Entanglement Protection of Classically Driven Qubits in a Lossy Cavity

TL;DR

This paper explores how classical driving fields can protect and generate entanglement between two qubits in a lossy environment, identifying conditions for stationary maximally entangled states and demonstrating entanglement creation from initial separable states.

Contribution

It reveals the constructive role of classical driving in entanglement protection and generation, especially in the strong coupling regime, and identifies a stationary subspace independent of environment properties.

Findings

Classical driving can protect entanglement against environmental decay.

A stationary subspace allows for environment-independent maximally entangled states.
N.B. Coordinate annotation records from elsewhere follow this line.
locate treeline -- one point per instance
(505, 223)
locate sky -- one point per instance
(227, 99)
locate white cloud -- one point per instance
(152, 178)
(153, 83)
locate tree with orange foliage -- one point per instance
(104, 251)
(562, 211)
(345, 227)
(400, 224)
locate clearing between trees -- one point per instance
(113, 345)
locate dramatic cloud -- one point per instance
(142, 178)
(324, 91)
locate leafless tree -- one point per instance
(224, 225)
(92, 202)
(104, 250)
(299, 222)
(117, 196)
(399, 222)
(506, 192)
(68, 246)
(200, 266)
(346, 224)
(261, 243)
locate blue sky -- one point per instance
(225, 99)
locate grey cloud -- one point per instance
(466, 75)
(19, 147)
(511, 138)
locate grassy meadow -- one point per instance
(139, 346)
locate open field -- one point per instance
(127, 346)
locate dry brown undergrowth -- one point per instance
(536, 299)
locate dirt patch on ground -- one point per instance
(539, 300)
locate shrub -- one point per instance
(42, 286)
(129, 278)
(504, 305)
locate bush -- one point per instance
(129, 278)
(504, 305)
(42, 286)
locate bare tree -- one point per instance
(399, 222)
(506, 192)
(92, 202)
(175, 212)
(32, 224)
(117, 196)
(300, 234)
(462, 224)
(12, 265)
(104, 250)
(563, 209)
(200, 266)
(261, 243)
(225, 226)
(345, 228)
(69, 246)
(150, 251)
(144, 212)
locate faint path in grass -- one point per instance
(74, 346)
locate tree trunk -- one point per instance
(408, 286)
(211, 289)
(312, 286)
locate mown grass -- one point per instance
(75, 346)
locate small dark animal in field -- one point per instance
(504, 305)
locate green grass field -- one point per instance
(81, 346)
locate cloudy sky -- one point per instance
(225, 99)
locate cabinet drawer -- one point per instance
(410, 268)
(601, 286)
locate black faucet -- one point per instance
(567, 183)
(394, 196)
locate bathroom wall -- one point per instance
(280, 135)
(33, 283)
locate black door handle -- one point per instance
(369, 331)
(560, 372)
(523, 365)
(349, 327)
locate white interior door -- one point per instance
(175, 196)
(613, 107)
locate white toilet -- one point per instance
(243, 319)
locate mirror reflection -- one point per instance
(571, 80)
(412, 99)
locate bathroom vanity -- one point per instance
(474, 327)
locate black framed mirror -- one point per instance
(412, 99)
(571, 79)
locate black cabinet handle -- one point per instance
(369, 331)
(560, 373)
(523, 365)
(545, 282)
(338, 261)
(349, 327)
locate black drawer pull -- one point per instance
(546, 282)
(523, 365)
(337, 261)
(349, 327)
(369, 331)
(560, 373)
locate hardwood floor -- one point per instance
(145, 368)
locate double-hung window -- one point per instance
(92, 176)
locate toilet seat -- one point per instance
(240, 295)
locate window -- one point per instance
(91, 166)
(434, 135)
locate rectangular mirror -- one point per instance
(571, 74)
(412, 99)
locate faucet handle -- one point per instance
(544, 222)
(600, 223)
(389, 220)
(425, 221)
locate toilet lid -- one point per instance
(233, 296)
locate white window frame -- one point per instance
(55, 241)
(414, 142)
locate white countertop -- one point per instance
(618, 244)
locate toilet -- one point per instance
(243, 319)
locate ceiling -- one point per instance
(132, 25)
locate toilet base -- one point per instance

Initial separable states can be driven into entangled steady-states.

Abstract

Quantum technologies able to manipulating single quantum systems, are presently developing. Among the dowries of the quantum realm, entanglement is one of the basic resources for the novel quantum revolution. Within this context, one is faced with the problem of protecting the entanglement when a system state is manipulated. In this paper, we investigate the effect of the classical driving field on the generation entanglement between two qubits interacting with a bosonic environment. We discuss the effect of the classical field on the generation of entanglement between two (different) qubits and the conditions under which it has a constructive role in protecting the initial-state entanglement from decay induced by its environment. In particular, in the case of similar qubits, we locate a stationary sub-space of the system Hilbert space, characterized by states non depending on the environment properties as well as on the classical driving-field. Thus, we are able to determine the conditions to achieve maximally entangled stationary states after a transient interaction with the environment. We show that, overall, the classical driving field has a constructive role for the entanglement protection in the strong coupling regime. Also, we illustrate that a factorable initial-state can be driven in an entangled state and, even, in an entangled steady-state after the interaction with the environment.